Die 15.200 Wirtschaftsprüfer in Deutschland haben unterschiedliche Vorstellungen darüber, welcher Weg in die Zukunft der richtige ist. Das wird im Wahlkampf um die Besetzung des Beirats der Wirtschaftsprüferkammer (WPK) deutlich. Vor dem Wahltag am 7. Juli bewegen den elitären Berufsstand so einige Kontroversen. Die Kluft verläuft zwischen großen Prüfkonzernen und kleinen Prüfungsgesellschaften, zwischen Pionieren der Digitalisierung und Traditionalisten oder zwischen Befürwortern von Private-Equity-Investoren und den Hütern der Unabhängigkeit.

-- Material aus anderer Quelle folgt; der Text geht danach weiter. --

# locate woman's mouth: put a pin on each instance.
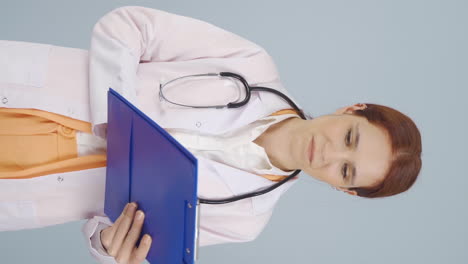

„Die Wirtschaftsprüfer führen gerade einen heftigen Wahlkampf“, sagt Regina Vieler. Sie kandidiert für den Beirat der WPK und ist Präsidentin des 1961 gegründeten Deutschen Wirtschaftsprüfervereins (DWPV), der kleinere und mittlere Prüfungsgesellschaften vertritt. Im Wahlkampf geht es laut Vieler nicht nur um Personalien, sondern vor allem um die Frage, wie die Interessen kleinerer Kanzleien gewahrt werden könnten und wie sich die Unabhängigkeit des Berufsstands vor dem Einfluss von Finanzinvestoren schützen lasse.
Digitalisierungswelle erfasst die Wirtschaftsprüfer
Nach Einschätzung von Michael Gschrei haben kleine Wirtschaftsprüferpraxen andere Interessen als die großen. Der Wirtschaftsprüfer und Steuerberater ist Vorstand des Verbands für mittelständische Wirtschaftsprüfung (wp.net) und wurde 2011 dank einer von ihm durchgesetzten Reform des Wahlverfahrens kurzzeitig Präsident der Prüferkammer. Der 74-Jährige setzt sich schon lange für die kleinen und mittleren Prüfer ein. Während die Großprüfer ihr Geschäft weitgehend digitalisieren, bewegen die Kleinen laut Gschrei andere Themen. „Mittelständische Prüfer brauchen diese große Digitalisierungswelle nicht“, sagt er.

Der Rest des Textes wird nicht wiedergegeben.